VISUALIZING KEYWORDS IN CONTEXT

11-Search for “school” in the Concordance Tab. 12-Once your search has loaded, click on the Concordance Plot tab to visualize your search results. 13-Each instance of the keyword is represented as a vertical black line. AntConc visualizes how keyword appearances are distributed across each file in the Corpus Files.

14-Clicking on a specific line takes you to that passage of the text in File View. 15-How useful do you find these preliminary visualizations? How do these visualizations impact your understanding of the text? What questions do you have based on these visualizations?

SEARCH OPERATORS

16-If you’re familiar with Boolean searching, you know symbols can be used in a search to customize or focus your search results. AntConc uses a series of wildcard operators to allow you to further customize your search.

17-Go to Global Settings-> Wildcard Settings to view or edit the full list of available wildcard operators. 18-Search for m?n and wom?n and compare your results.

Note on operators: The * operator is often used in Boolean searching. The ? operator is more specific because it stands in for only one character. For example, searching m*n will bring back results that include men, mean, mellon, etc. Searching m?n will return men, man, and min. Similarly, wom?n will return woman and women.

CLUSTERS AND N-GRAMS

19-Click on the Clusters/N-Grams tab and search for sport. 20-AntConc ranks your search results, calculates frequency, and range (number of files in which the cluster appears), while also displaying the text in the cluster.

21-The default Search Term Position places the search term on the left side of the cluster. Change the Search Term Position selection to On Right and click Start to re-run the search. How did your search results change? 22-Cluster Size determines the range for the number of terms AntConc searches and displays. How are your search results different when you change this range?

EXPORTING IN ANTCONC

23-After you are satisfied with a search result, click File->Save Output to save the search result as a text file (*.txt). 24-Save the file as [SEARCH TERM]_cluster_search or another descriptive name. 25-Conduct another Cluster search for study, customize your results, and export as a text file. 26-Right click on the exported text files and open in Notepad or Notepad++ to compare search results.

COLLOCATES AND WORD LISTS

27-As mentioned earlier in the tutorial, Clusters analyzes what words appear most frequently alongside your search term. 28-Collocates calculates what terms are statistically probable to appear near your search term. Freq calculates overall frequency, Freq(L) looks at frequency for terms to the left of your search term, and Freq(R) calculates frequency for terms to the right of your search term. Stat uses the Mutual Information (MI) and T-score calculations outlined in Stubbs (1995) to calculate the statistical probability of term collocation.
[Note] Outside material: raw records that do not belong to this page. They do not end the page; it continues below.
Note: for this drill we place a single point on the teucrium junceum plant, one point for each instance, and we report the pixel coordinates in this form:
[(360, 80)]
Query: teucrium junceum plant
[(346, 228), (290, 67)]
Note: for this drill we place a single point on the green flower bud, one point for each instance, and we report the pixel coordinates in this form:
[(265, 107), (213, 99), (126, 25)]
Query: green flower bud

29-Use family as your search term. 30-AntConc will display a pop-up window message about needing to generate a Word List. Click OK to have AntConc generate that list automatically. 31-What terms are statistically likely to appear in proximity to your search term? What happens when you change the Window Span (number of words to the right and left of your search term AntConc will include in the analysis)?

Reflection Questions:

How was your understanding of the text impacted by the analysis we did in AntConc? What questions do you still have?
What would be your next step in analyzing this text, using AntConc?
What types of research questions can you see textual analysis being useful to answer or respond to?
If you have already completed Voyant training: What do you notice is similar about Voyant Tools and AntConc as digital tools for textual analysis? What are the differences?
Which did you prefer working with? Why?